I started to recognise that tools don’t solve problems, people do, and so there needs to be a stronger focus on the people who design and deploy solutions. A stronger focus on how they work, why it matters, and what frameworks are better suited to complex work than project management.
The consulting element came into play when I was helping migrate work from traditional tools to Azure DevOps and had to explain to people that the problems they were experiencing did not originate from the tools they employed, but instead from how they were using the tools.
It was the start of many conversations about how to work more effectively, how to approach problem solving and solution development from a different perspective, and the beginning of an exploration into Agile and Scrum.
- Is this the most effective way to solve the problem?
- Do you actually need that thing?
- Does this tool add value?
- Is this process the most effective way to develop a solution?
And so forth.
A strong focus on identifying what is absolutely essential to conduct business, and work through each element to identify what will bring your team joy?
- What will help them progress?
- What will help them be more effective?
- What will help them be more creative?
- What will help them collaborative more effectively?

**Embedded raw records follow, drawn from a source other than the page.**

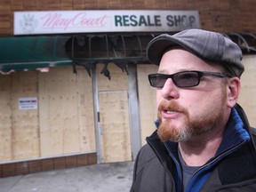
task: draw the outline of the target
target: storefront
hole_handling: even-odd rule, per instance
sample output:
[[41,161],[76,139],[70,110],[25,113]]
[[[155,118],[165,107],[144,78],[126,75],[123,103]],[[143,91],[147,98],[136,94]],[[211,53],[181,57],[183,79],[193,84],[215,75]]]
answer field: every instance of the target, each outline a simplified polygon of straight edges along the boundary
[[[201,28],[198,12],[14,15],[15,36],[0,38],[0,177],[134,160],[156,117],[147,79],[156,67],[146,46],[159,33]],[[240,101],[255,126],[256,103],[246,103],[255,93],[255,35],[227,36],[250,68]]]

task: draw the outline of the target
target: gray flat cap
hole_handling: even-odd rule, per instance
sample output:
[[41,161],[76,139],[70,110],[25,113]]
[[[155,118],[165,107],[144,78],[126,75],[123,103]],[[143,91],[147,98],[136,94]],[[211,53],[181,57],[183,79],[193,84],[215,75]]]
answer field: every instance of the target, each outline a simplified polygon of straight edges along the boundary
[[160,35],[148,43],[147,56],[159,65],[164,52],[173,45],[180,45],[202,60],[222,64],[236,76],[240,77],[244,70],[243,54],[236,43],[220,33],[202,29]]

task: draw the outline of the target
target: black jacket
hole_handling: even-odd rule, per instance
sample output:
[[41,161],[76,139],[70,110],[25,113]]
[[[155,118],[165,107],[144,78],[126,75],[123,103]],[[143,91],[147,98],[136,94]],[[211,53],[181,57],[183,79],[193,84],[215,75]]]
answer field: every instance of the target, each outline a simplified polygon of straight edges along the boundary
[[[238,105],[236,107],[243,120],[244,128],[250,132],[246,116]],[[251,135],[251,138],[254,137]],[[147,138],[147,142],[140,150],[133,172],[131,192],[176,192],[177,164],[171,158],[166,144],[159,140],[156,131]],[[211,169],[211,173],[199,191],[256,191],[256,151],[253,140],[242,142],[238,149],[225,151],[218,158],[218,164]],[[226,154],[222,158],[222,154]],[[227,155],[228,154],[228,155]],[[224,155],[223,155],[224,156]],[[207,170],[204,173],[207,173]],[[198,191],[196,189],[196,191]],[[188,188],[186,191],[196,191]]]

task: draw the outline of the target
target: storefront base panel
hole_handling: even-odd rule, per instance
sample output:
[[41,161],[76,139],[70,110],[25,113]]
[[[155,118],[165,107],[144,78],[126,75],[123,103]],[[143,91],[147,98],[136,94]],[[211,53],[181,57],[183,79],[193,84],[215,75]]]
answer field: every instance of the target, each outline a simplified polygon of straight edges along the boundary
[[0,178],[97,164],[97,154],[83,154],[0,164]]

My move into agile was through the technical gateway of DevOps, and learning how agile – as a philosophy, a culture of product development, and an approach to navigating complexity – served both traditional software developers as well as DevOps specialists.
I went to Australia to do the PSD (Professional Scrum Developer) course, and to learn how agile and scrum provided a framework for people to deliver their best work.

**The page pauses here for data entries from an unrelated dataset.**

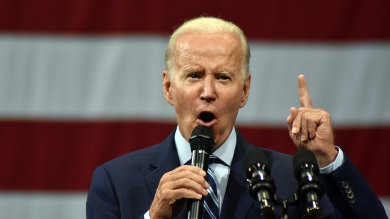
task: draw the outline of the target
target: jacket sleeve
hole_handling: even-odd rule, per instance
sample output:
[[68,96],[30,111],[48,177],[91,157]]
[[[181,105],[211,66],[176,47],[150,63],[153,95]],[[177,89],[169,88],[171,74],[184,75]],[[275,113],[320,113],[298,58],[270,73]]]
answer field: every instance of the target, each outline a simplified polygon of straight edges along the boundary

That was my introduction to Scrum, led by Richard Hundhausen, and it paved the way to a rich and rewarding experience with the scrum framework. Everything made sense, and based on my previous experience with project management, all the agile dots connected perfectly for me.
I didn’t just grasp why scrum was designed the way it is, I also had a frame of reference for what happens and what it feels like if you don’t work with scrum.
Carrot and stick.
A strong motivation to use scrum, an inspired path moving forward using the scrum framework as a lightweight framework for product development, and a visceral experience with how painful traditional project management can be in a software engineering or product development application.

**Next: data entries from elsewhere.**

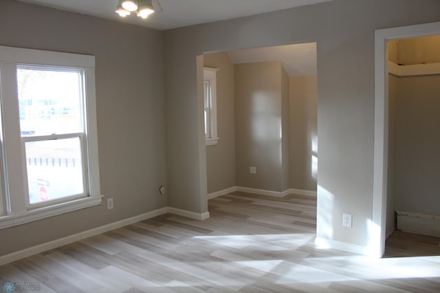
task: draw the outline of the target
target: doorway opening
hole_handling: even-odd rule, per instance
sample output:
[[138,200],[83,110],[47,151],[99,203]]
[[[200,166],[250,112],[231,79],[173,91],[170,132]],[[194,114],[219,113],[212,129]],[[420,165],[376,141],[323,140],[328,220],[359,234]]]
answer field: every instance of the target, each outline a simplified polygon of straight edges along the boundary
[[208,199],[293,193],[312,199],[316,217],[316,44],[206,53],[204,67],[217,78],[217,113],[205,119],[218,120],[206,147]]
[[[395,183],[397,178],[395,176],[395,172],[393,171],[393,167],[395,167],[395,159],[397,157],[395,156],[396,149],[394,148],[396,142],[395,140],[396,120],[393,120],[395,113],[393,112],[395,110],[394,107],[395,100],[395,97],[390,97],[390,95],[395,95],[395,92],[390,91],[390,89],[393,90],[395,88],[396,80],[394,78],[395,74],[393,74],[391,78],[389,74],[393,72],[395,74],[396,70],[404,73],[409,68],[408,65],[404,66],[404,68],[397,65],[395,66],[393,63],[388,63],[388,56],[391,56],[391,59],[397,60],[395,52],[393,52],[395,49],[395,40],[408,40],[439,34],[440,34],[440,23],[379,30],[375,32],[375,153],[372,235],[375,243],[373,254],[379,257],[382,257],[385,252],[386,237],[389,236],[395,228],[393,218],[396,207],[393,204],[395,202],[393,197]],[[401,44],[401,47],[404,45],[403,43]],[[392,56],[393,54],[395,57]],[[410,76],[413,74],[413,73],[408,74]],[[393,119],[390,120],[390,118]],[[402,121],[405,120],[402,120]],[[400,144],[402,145],[402,143]],[[391,151],[388,151],[390,146],[393,146]],[[403,151],[406,151],[404,149],[407,146],[404,146]],[[388,165],[389,162],[393,164]],[[390,167],[391,167],[390,169]],[[390,170],[391,170],[390,172]],[[391,175],[388,176],[389,174]]]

Helping others transition to agile.
Scrum immediately empowered me to solve complex problems and build or develop complex solutions. It immediately proved itself invaluable and I wanted to bring this new way of working to others in the DevOps and software engineering industry.
I wanted them to experience just how powerful this agile framework could be in delivering great work, increasing customer and employee satisfaction, and inspiring teams to deliver consistently great team performances.
It really was a game-changer for me personally, and for the organizations I worked with as a trainer, agile coach, and agile consultant.
So, my journey was evolutionary rather than revolutionary, but it provided me with exactly what I needed to develop a deep understanding of the values and principles that underpin Scrum. The reasons why it is a great framework for navigating complexity and building complex solutions.